The result is that the attackers can write arbitrary host files to which they do not have authorized access.

Workarounds The rationale behind pouch's susceptibility to race condition vulnerabilities while docker is not due to pouch's utilization of an obsolete chrootarchive package from an old version of docker. In the deprecated version, chrootarchive employs resolvedPath as the chroot destination directory, whereas in the current version of docker, the chrootarchive package has designated the container's rootfs as its chroot destination.

The call chain (in docker) is as follows,

chrootarchive.Untar → untarHandler → invokeUnpack → reexec.Command → untar .

func untar() {

runtime.LockOSThread()

flag.Parse()

var options *archive.TarOptions

//read the options from the pipe "ExtraFiles"
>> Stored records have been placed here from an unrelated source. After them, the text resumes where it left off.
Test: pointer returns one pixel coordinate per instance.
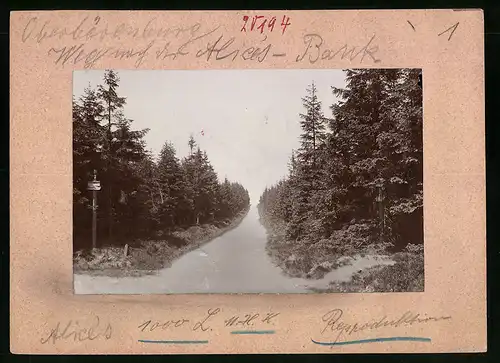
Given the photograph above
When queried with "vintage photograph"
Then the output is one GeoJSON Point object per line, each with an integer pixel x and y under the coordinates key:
{"type": "Point", "coordinates": [247, 181]}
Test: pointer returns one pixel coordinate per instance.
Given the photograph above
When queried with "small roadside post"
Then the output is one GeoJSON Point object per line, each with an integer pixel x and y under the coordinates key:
{"type": "Point", "coordinates": [94, 186]}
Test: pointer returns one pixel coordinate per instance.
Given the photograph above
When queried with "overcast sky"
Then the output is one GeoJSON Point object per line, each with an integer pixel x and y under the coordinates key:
{"type": "Point", "coordinates": [249, 118]}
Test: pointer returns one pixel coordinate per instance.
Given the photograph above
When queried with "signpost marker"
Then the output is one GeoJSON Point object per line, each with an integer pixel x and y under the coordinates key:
{"type": "Point", "coordinates": [94, 186]}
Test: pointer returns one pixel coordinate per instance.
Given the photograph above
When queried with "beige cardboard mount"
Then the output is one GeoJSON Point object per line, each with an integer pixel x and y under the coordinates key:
{"type": "Point", "coordinates": [46, 317]}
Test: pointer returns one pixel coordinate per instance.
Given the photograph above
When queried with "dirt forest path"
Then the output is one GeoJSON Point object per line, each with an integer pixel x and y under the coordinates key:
{"type": "Point", "coordinates": [235, 262]}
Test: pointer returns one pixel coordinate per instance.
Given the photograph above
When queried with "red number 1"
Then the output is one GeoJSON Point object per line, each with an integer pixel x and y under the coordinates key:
{"type": "Point", "coordinates": [284, 23]}
{"type": "Point", "coordinates": [245, 19]}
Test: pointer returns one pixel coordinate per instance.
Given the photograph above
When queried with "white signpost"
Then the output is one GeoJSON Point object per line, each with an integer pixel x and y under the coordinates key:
{"type": "Point", "coordinates": [94, 186]}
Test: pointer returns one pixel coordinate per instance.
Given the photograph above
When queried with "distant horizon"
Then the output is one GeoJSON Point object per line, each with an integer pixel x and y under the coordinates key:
{"type": "Point", "coordinates": [252, 116]}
if err := json.NewDecoder(os.NewFile(3, "options")).Decode(&options); err != nil {

fatal(err)

}

if err := chroot(flag.Arg(0)); err != nil {

fatal(err)

}

}

func untar() {

runtime.LockOSThread()

flag.Parse()

var options archive.TarOptions

if err := json.NewDecoder(os.NewFile(3, "options")).Decode(&options); err != nil {

fatal(err)

}

dst := flag.Arg(0)

var root string

if len(flag.Args()) > 1 {

root = flag.Arg(1)

}

if root == "" {

root = dst

}

if err := chroot(root); err != nil {

fatal(err)

}

}

As shown in the green code, the current version of docker’s chrootarchive package has applied security checks and set the container's rootfs as its chroot destination. Therefore, our suggestion is to update the chrootarchive package to the latest version.